Pedal Over the Medal
- ratu nida
- Jan 3
- 4 min read
Invitations to Reflect for the Year Ahead

Everyone is talking about self-improvement. But I’m more interested in self-understanding.
Because how do we build a life that feels like home, one we’re proud of, if we don’t know what safety, joy, or honesty feel like in our own body?
I read a lot of self-help books on my healing journey, only to realise that healing has never been about fixing myself.
It’s been about listening the language of my body; tracing the patterns programmed by my upbringing, naming what hurts and what heals, and break the harmful patterns.
Self-reflection isn’t something we do only at the start of the year, it’s a practice, a willingness to turn inward with honesty.
My mantra for 2026: PEDAL over the MEDAL.
Achievements are not real success. How much we expand in the process is.
The real work was never about reaching a finish line. It was about paying attention to the inputs in the process: the small, daily choices we can control.
Being honest about what we can and can not hold.
Choosing presence over proving.
Returning, again and again, to what feels aligned.
The outputs will follow. They always do.

My wish for you as we step into 2026:
May you fall in love with
the process you’re in.
May you listen to what your body
is telling you; not just your busy mind.
May you focus on what you can control.
And may you expand as you walk home to yourself.

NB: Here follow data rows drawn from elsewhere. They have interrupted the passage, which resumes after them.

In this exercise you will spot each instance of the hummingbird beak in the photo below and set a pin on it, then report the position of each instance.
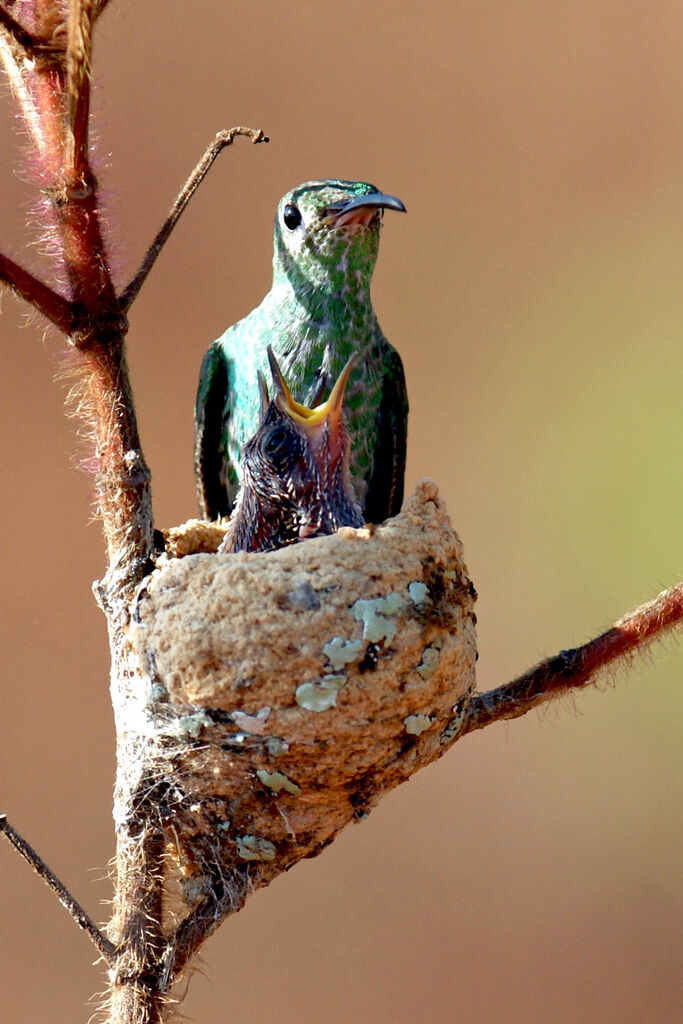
(323, 425)
(262, 393)
(359, 209)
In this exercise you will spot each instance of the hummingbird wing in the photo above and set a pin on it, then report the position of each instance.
(385, 491)
(210, 454)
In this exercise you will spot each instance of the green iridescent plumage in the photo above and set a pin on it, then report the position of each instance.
(317, 312)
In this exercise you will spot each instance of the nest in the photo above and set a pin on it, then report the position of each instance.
(288, 691)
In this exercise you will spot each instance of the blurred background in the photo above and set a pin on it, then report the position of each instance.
(534, 291)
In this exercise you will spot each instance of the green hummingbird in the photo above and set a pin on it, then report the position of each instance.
(317, 313)
(295, 478)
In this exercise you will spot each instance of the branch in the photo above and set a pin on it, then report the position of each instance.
(577, 668)
(22, 36)
(222, 139)
(105, 947)
(40, 296)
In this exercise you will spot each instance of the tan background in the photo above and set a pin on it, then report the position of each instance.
(535, 292)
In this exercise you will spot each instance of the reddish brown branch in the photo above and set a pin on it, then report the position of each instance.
(73, 906)
(49, 303)
(222, 139)
(577, 668)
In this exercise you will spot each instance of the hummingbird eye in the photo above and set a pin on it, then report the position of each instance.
(292, 216)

Questions to Reflect for the Year Ahead
- When I reach the end of 2026 and look back, what would need to happen for me to say: "this year was a success"?- Instead of adding more habits, what is the 1 habit that, if I stopped doing it, would create the most space in my life?- If someone I love might not be here by the end of 2026, what moments would I choose to prioritise now?- If I could tend to just 1 area of my life this year, which one would ease everything else?- With the knowledge I have today, what lesson would I tell my past self (knowing it likely still applies)?- If a very effective CEO were running my life, what is the 1st thing they would simplify or retire?- Which relationship (or friendship) is asking for more presence this year, and how will I protect space for it?- What fear feels HUGE when I imagine the future, but would feel small on my last day on earth?- What would my 80-year-old self wish I did more of today?- How do I want to begin my mornings in 2026, and what will I do to protect that choice?- What 3 words will guide how I live this year?On Limits, Love, and Radical Honesty
It takes a great sobriety to know our depths and our limits.
— Maria Popova
Rather than numbing ourselves (pretending we are unhurt, untouched, endless) maybe the wiser thing we can do is be radically honest with ourselves.

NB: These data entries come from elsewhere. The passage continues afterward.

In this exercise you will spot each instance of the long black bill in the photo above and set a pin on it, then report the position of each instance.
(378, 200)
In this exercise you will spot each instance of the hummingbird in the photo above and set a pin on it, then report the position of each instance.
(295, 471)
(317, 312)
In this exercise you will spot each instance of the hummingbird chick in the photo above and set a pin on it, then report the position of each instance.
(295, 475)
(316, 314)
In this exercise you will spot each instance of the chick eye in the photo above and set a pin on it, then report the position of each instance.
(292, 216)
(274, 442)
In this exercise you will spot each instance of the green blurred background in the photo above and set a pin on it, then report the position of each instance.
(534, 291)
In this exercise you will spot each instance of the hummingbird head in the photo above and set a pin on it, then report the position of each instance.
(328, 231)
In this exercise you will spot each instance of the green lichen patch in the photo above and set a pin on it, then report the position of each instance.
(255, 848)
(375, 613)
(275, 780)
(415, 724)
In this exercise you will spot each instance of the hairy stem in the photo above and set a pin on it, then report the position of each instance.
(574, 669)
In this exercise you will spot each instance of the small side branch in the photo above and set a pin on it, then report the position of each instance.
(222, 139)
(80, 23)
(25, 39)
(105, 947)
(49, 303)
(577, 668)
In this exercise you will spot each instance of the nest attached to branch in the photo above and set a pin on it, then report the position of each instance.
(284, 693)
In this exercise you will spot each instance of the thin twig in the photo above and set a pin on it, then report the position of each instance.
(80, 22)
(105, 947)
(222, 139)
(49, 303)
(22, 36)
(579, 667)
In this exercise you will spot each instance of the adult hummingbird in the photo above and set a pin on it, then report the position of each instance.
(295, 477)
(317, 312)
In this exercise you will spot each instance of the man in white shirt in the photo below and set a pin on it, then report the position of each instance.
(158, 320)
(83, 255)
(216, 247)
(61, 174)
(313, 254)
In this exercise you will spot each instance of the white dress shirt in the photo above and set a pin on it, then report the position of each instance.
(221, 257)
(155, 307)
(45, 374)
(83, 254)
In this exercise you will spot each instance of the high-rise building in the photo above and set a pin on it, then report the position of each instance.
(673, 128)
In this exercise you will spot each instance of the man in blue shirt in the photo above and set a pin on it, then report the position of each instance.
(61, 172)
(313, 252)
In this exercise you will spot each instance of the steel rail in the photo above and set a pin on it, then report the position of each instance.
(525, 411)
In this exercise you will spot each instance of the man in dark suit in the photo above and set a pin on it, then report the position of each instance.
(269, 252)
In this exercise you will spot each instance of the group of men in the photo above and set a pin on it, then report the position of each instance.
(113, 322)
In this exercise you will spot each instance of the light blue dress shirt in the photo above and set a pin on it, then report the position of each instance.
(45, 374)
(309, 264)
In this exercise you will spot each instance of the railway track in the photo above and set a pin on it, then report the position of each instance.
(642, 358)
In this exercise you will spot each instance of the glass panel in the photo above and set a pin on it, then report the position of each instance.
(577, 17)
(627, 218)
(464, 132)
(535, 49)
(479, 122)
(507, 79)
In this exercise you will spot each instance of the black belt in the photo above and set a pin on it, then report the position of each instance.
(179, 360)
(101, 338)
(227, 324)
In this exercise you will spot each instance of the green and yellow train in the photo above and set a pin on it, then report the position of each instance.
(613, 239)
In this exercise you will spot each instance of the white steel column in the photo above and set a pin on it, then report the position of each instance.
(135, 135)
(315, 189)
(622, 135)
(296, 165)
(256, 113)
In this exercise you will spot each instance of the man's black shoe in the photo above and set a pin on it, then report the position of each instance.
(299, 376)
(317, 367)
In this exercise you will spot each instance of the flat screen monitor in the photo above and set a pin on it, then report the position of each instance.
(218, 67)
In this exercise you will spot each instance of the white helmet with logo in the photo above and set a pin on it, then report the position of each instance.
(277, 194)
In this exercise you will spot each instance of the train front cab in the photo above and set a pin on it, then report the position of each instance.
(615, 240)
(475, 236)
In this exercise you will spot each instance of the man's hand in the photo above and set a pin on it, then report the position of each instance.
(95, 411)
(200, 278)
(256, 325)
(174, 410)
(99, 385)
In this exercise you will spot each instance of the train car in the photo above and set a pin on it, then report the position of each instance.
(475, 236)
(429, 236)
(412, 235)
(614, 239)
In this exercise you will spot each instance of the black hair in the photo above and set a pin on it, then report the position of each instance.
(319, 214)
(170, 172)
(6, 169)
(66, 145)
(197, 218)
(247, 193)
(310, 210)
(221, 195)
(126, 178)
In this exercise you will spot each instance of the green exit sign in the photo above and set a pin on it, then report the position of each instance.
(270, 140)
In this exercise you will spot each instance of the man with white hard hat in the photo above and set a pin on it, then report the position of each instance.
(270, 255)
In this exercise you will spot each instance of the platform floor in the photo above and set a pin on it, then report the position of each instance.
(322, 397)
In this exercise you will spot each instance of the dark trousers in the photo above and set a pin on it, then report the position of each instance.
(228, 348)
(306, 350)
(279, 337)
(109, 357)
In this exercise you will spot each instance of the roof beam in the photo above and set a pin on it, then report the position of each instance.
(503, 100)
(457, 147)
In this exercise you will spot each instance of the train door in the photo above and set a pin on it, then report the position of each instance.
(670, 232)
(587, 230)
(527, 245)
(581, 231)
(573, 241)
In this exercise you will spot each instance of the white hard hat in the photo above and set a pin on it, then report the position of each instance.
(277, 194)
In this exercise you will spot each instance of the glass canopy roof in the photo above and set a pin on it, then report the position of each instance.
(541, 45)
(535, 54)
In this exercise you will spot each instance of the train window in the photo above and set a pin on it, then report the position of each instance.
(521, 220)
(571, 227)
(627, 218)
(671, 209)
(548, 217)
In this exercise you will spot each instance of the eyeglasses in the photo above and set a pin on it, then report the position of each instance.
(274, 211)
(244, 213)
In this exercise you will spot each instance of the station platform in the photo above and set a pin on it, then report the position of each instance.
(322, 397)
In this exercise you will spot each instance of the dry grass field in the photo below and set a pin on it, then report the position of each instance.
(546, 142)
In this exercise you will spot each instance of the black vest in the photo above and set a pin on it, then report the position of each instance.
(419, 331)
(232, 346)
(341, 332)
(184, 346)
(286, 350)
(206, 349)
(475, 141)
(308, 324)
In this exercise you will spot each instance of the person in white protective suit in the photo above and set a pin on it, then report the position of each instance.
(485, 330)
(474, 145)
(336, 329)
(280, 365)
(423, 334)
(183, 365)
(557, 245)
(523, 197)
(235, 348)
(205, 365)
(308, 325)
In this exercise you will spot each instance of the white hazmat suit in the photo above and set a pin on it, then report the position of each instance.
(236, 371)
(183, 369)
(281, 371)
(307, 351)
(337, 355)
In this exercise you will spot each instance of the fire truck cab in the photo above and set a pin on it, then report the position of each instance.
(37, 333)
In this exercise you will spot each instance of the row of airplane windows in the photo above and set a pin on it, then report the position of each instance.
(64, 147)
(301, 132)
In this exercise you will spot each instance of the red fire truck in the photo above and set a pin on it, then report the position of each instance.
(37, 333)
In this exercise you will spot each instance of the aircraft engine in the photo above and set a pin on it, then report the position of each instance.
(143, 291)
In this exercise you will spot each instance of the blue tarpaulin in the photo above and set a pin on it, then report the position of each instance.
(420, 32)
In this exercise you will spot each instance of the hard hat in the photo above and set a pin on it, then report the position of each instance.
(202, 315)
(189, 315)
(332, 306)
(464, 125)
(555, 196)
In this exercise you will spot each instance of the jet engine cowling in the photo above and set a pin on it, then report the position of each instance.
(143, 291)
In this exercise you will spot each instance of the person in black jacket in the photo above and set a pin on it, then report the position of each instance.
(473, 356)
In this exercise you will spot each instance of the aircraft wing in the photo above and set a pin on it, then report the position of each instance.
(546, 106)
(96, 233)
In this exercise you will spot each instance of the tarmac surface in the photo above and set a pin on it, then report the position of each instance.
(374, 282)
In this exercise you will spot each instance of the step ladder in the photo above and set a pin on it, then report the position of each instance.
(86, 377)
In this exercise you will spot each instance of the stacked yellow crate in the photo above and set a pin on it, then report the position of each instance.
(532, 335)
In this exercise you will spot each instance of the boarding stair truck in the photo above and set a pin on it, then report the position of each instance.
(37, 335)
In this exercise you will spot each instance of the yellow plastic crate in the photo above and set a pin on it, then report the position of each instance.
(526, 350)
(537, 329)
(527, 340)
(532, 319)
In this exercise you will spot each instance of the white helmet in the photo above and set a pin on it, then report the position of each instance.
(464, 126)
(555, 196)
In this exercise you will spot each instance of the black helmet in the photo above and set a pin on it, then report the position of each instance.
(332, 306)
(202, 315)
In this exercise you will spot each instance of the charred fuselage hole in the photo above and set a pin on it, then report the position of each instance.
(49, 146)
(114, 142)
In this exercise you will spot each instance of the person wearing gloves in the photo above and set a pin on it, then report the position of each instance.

To accept that our lives unfold differently: imperfect, unfinished, shaped by intention and accident, by love and lost, by choice and chance.
None of us arrive exactly as planned.
And yet, beneath our wildly different lives, we are moved by the same currents: the same hopes and fears, the same longings and untamed desires.
We keep learning the same lessons; just through different people and different seasons.
I’ve come to believe that what we are really moving toward is not perfection, but alignment : between who we are and who we’re meant to be.
A release from the constant inner negotiation with what society demands we become.
Perhaps—somewhere between now and the last day of 2026—something miraculous happens. And for me, it’s not the grand achievement.
It’s love. The love that matures us, that teaches us how to belong to ourselves. Love that guides us into accepting our own shape, our own depth, our limits, our callings.
The mind can be a lonely place; strange, complicated, often overwhelming.
And yet, it is also where meaning is made.
Where truth is found or lost.
Where the past and future touch in a single living moment.
Isn’t it miraculous how one inner world can reach another; ease someone else’s loneliness, ripple forward into a future we will never see?
And maybe that’s why our devotion matters.
Why we write, create, build, reflect, and listen.
Because even now (especially now) in our reflections, something meaningful is happening.
To everyone who has supported me on this journey from my work at the intersection of climate X economy X fighting against injustice at Women’s Lantern, to my upcoming book The Homecoming (about the art of healing, reclaiming your body & voice) : thank you.
Thank you for giving me your most precious resource: your attention.
Thank you for allowing me to do work that feels deeply meaningful, work that comes from the heart and returns to it.